Non-emergency ambulance services save lives, preserve quality of life
By Bill Sontag
Feature Writer
There was a time, not so long ago, when “ambulance” meant any hearse-shaped vehicle that carried anyone who wasn’t ambulatory – the living, the ill, the nearly dead and the goners. That was before hospital emergency medical services acquired vehicles that are little less than emergency rooms on wheels.
It was also before costs accompanying EMS technologies and skill sets made simple movement of non-emergent, non-ambulatory patients by rolling hospital units prohibitive. In the past few years, non-emergency ambulance transport companies have cropped up in Del Rio, capitalizing on the limitations of staff and vehicles at Val Verde Regional Medical Center.Though highly trained and well-equipped, EMS crews may be fully involved at times with truly emergent patients and multiple episodes. That situation – though rare – is of no consolation to an aging patient who must get to a kidney-cleansing dialysis appointment. Nor does the hospital’s busy-ness mollify the family of a patient who needs transportation to more sophisticated treatment potentials in San Antonio, but doesn’t need the lights, sirens or costs of a VVRMC box ambulance.
According to George Vargas, supervisor for the Del Rio office of Medical Transports of South Texas (MTST), his company was the first of a covey of non-emergent services to arrive in Del Rio within recent years of increasing demand and a paucity of supply. And, though competition has arrived, business is good. “We have five vehicles here, and sometimes they’re all out on calls,” said LindaSue Peterson. Peterson and all the drivers at MTST are EMT-Basic certified (the ground floor of emergency medical technicians’ official state endorsements). Six of the 10 drivers are also firefighters with Del Rio Fire & Rescue Department and the Val Verde County Rural Volunteer Fire Department, qualifying them as “first responders” at the scenes of accidents or other injuries.
Headquartered in Eagle Pass and owned and co-directed by Arturo Mery, MTST also serves that city and Carrizo Springs, taking medical direction from Dr. Eric Garcia Llorens. The owner of the Del Rio MTST service is Orlando Garcia. Vargas said the non-emergent companies always have an uphill battle to clarify their unique role in health care in this region. “Most people think we’re an emergency transport service, and we’re not, but if it becomes an emergency situation enroute, we’re fully equipped and prepared to deal with that,” said Vargas.
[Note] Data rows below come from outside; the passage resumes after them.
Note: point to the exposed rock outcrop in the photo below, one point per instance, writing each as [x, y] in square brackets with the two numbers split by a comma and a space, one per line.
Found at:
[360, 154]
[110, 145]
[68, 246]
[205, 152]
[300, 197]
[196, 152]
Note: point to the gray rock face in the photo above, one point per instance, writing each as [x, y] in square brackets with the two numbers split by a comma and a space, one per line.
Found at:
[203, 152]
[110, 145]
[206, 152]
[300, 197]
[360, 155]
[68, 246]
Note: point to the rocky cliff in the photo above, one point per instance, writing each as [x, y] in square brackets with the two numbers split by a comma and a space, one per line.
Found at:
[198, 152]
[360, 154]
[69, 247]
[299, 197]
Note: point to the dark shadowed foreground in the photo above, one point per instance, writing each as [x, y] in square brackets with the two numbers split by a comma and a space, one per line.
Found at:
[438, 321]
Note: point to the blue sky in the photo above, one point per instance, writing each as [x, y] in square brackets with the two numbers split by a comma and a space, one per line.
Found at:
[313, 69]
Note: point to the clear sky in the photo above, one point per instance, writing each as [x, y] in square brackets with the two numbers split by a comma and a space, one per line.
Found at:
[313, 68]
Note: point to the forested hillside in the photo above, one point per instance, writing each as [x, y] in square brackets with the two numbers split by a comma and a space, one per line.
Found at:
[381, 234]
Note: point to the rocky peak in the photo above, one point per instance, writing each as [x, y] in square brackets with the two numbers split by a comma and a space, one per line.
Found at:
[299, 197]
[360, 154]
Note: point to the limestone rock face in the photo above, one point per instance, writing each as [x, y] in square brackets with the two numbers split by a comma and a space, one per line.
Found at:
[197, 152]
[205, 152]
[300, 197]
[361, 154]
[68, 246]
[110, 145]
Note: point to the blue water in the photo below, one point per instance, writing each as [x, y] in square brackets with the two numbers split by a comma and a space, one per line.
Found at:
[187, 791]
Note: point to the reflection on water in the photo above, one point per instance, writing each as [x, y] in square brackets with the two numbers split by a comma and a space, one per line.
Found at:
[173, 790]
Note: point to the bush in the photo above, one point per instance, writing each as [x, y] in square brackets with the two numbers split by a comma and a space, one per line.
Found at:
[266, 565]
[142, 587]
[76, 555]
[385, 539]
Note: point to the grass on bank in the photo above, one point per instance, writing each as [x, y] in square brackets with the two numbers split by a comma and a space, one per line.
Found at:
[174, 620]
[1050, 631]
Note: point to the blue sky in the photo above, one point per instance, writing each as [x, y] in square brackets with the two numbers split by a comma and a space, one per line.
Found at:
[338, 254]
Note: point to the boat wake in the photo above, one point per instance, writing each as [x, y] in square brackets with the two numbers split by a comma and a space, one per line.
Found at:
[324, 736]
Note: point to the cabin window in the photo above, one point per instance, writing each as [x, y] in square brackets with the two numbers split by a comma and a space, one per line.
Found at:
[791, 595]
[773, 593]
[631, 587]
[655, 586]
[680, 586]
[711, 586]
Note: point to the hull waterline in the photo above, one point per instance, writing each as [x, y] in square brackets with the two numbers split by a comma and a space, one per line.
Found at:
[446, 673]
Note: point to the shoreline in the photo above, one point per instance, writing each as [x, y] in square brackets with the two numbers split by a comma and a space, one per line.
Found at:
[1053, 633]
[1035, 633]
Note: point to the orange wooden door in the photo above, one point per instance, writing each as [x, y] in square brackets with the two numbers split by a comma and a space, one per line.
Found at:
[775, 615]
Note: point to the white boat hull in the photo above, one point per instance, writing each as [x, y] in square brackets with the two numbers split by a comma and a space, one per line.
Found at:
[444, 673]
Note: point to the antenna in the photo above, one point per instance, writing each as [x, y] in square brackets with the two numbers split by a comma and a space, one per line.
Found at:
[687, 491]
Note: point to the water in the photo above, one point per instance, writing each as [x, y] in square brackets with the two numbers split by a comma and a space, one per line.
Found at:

Peterson explained, “We can provide the basic ABCs of life support: Clearing an airway – though we can’t intubate (inserting a flexible plastic tube to open the airway) – assisting breathing and checking circulation. We want to make sure you’re not bleeding out.” MTST EMTs, according to Peterson, are quick to respond if a patient takes a turn for the worse. “If a patient ‘codes’ enroute, we’ll call for ALS [Advanced Life Support] assistance right now,” Peterson said. Cell phone communications are used during the MTST transports.
Vargas added that three of the Del Rio vehicles are certified as “Mobile Intensive Care Units” with Basic Life Support and a paramedic on board. The Eagle Pass office has paramedics on call, and can service Del Rio as necessary. Peterson feels the company’s depth is a real asset to patients in questionable condition. “There’s an old saying that the paramedic saves the patient, but the EMTs save the paramedic. We’re the paramedic’s lifeline.”
There are other misunderstandings among those who have not used MTST or other non-emergent companies, according to Vargas. “Medicare and Medicaid patients really don’t know what they’re eligible for, and should get in touch with us if they’re unsure,” Vargas said.
Vargas also frets that uninformed Del Rioans suspect that MTST and other services are fairly impersonal and detached from their patients, that the service is simply a financial obligation. “Sometimes our EMTs will go by and visit patients on their days off, or on Thanksgiving or Christmas, just to see how they’re doing, or maybe take them a plant or some little gift,” Vargas said.
Normal office hours for the MTST crews at 1100 N. Bedell Avenue are 5 a.m. – 5 p.m., but Peterson said that, depending on patient needs, those can stretch from 3 a.m. to 10 p.m.